In fact it was only this year that LightSquared was given approval to operate a terrestrial network on the scale they are now contemplating. A decade prior a very different plan was approved by the FCC which would have allowed them to operate ancillary (ATC) terrestrial towers for dual band satellite phones. These towers would have been used only to extend their signal to areas where satellite coverage was problematic.
In fact, when the FCC approved LightSquared's current plan earlier this year, it required a waiver because it doesn't conform to the regulations for ancillary transmissions on the satellite band. In their finding, the FCC wrote [full order below]:
we agree with AT&T, CTIA, the U.S. GPS Industry Council, and Verizon Wireless and disagree with LightSquared, Free Press, et al., and T-Mobile, and find that LightSquared?s wholesale customers cannot offer terrestrial-only service to their subscribers without violating LightSquared?s obligations under the rules. We turn now to whether to grant LightSquared a waiver of the integrated service rule.

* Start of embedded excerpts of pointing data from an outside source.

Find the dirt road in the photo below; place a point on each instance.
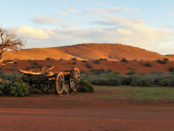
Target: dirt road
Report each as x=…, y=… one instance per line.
x=53, y=112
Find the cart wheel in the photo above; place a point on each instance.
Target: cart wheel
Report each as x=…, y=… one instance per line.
x=74, y=79
x=60, y=85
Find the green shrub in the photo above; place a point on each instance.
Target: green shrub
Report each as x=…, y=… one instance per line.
x=84, y=61
x=124, y=60
x=85, y=86
x=74, y=63
x=12, y=69
x=74, y=59
x=171, y=69
x=10, y=77
x=17, y=88
x=97, y=61
x=164, y=61
x=88, y=65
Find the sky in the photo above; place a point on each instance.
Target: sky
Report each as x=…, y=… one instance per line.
x=49, y=23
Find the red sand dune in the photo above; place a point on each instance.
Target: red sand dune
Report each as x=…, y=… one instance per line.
x=113, y=52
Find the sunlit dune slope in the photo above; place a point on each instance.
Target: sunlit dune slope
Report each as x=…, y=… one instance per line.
x=92, y=51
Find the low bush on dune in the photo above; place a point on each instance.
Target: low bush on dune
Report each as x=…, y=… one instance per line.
x=124, y=60
x=85, y=86
x=164, y=61
x=171, y=69
x=148, y=64
x=97, y=61
x=17, y=88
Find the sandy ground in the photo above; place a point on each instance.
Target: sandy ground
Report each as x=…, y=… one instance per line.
x=77, y=112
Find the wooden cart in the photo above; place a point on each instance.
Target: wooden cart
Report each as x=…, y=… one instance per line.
x=64, y=82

Additionally, while the GPS industry certainly raised objections to LightSquared's plan, it is the NTIA, a government agency, whose approval was required by the FCC as a condition of that waiver:
ILightSquared may commence offering commercial service on its MSS L-band frequencies under the authority granted herein only upon the completion of the process for addressing interference concerns relating to GPS, as set forth in paragraphs 41-43 of this Order.
Those paragraphs say:
Commission staff will work with NTIA, LightSquared, and the GPS community, including appropriate Federal agencies, to establish a working group to fully study the potential for overload interference to GPS devices and to identify any measures necessary to prevent harmful interference to GPS. As a condition of granting this waiver, the process described below addressing the interference concerns regarding GPS must be completed to the Commission?s satisfaction before LightSquared commences offering commercial service pursuant to this waiver on its L-band MSS frequencies.
The process will be complete once the Commission, after consultation with NTIA, concludes that the harmful interference concerns have been resolved and sends a letter to LightSquared stating that the process is complete.

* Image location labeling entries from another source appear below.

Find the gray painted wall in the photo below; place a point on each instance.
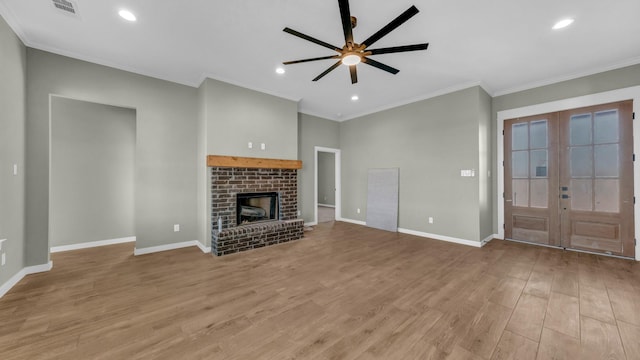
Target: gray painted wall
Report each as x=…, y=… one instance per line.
x=203, y=179
x=430, y=142
x=12, y=150
x=326, y=178
x=313, y=131
x=236, y=116
x=600, y=82
x=485, y=175
x=92, y=193
x=229, y=117
x=166, y=146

In short, the FCC has no obligation to approve LightSquared's plan at all. They are granting an exception to the rules, and therefore have a great deal of latitude in setting the conditions for approval.
From a practical point of view. It doesn't really matter whether the GPS industry is at fault, or whether users of GPS units which are incompatible with LightSquared's network are entitled to protection under the law. A network which interferes with the GPS units used in aviation, agriculture, GIS, and many other applications simply isn't going to be allowed to operate.
Perhaps the most frustrating part of this whole mess is that the basic reason for the FCC's conditional approval is sound. There seems to be no question the US needs more mobile competition, and a national wholesale network with 4G service would enable that in a unique way.
In many ways it would level the playing field by making it possible for regional carriers to offer service comparable to giants like AT&T and Verizon. At the same time, if that competition comes at the expense of working GPS, is it really worth the cost?